Now, two weeks later, you are working in the emergency department. The paramedics bring in a man who you recognise as your mother’s murderer. The wounds you gave him are now infected, and, without immediate medical treatment, he will die.
You are the only doctor available in the hospital right now.
Do you treat the patient? You have 10 seconds to make your decision.
My response was intelligent. “…uh…uh…uh, no…?”
My mother, however, was more lucid. No, not lucid — she was angry. She threw the paper on the table, and looked at me.
“You have to,” she said, flatly. “Why would you say no?”
“…I’m telling the truth…?” My mother picked on many things: body language, posture, stuttering. But never the truth.
“You don’t have a choice!” my mother said. “If you are a doctor, you have to treat the patient!”
“But he’s a…”
“No buts! If you are a doctor, you have to treat your patient.” My mother leant closer to me, and her voice softed. “You are a doctor, not God. God has given you the gift of healing. It’s a wonderful, powerful gift. But it’s not up to you who you treat. You can’t decide who lives and who dies. Only God can pass judgement like that. You are a doctor. You’re not God. Don’t play God.”

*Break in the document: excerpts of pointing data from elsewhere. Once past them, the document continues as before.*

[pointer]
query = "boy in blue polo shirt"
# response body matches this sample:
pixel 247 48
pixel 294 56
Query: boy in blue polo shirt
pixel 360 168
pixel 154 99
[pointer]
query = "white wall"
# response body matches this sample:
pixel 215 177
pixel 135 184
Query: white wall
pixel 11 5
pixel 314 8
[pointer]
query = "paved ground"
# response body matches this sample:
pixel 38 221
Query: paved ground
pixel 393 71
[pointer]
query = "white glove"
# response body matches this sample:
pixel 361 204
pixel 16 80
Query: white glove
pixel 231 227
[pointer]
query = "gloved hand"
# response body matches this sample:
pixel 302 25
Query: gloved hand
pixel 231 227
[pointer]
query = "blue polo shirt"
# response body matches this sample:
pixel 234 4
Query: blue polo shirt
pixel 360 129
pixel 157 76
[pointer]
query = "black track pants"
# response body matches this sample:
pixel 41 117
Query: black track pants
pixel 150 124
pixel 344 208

I looked down. She was right, of course, but that didn’t make it any easier.
“If you are a doctor,” my mother continued, “you leave your opinion at the door. Leave your beliefs and personality at the door. Everyone who walks through that door is a person, and must be treated the same way. You don’t have a choice. There is no choice.”
I wanted to look up, but I couldn’t. I wanted to cry. It was strange, how something so blatantly obvious made me want to cry!
“Promise me,” my mother said, her voice hoarse. “Promise me right now that you will treat everyone the same. Don’t judge. You can’t judge, if you are a doctor. Don’t play God.”
“…I promise…” I muttered.
We went on with the questions, but the thought still remained. I’d made a promise which I’d carry with me until the end of my life. It isn’t an easy one to live by, but, as my mother said, we don’t have a choice.
Doctors aren’t gods. So we can’t pretend to be.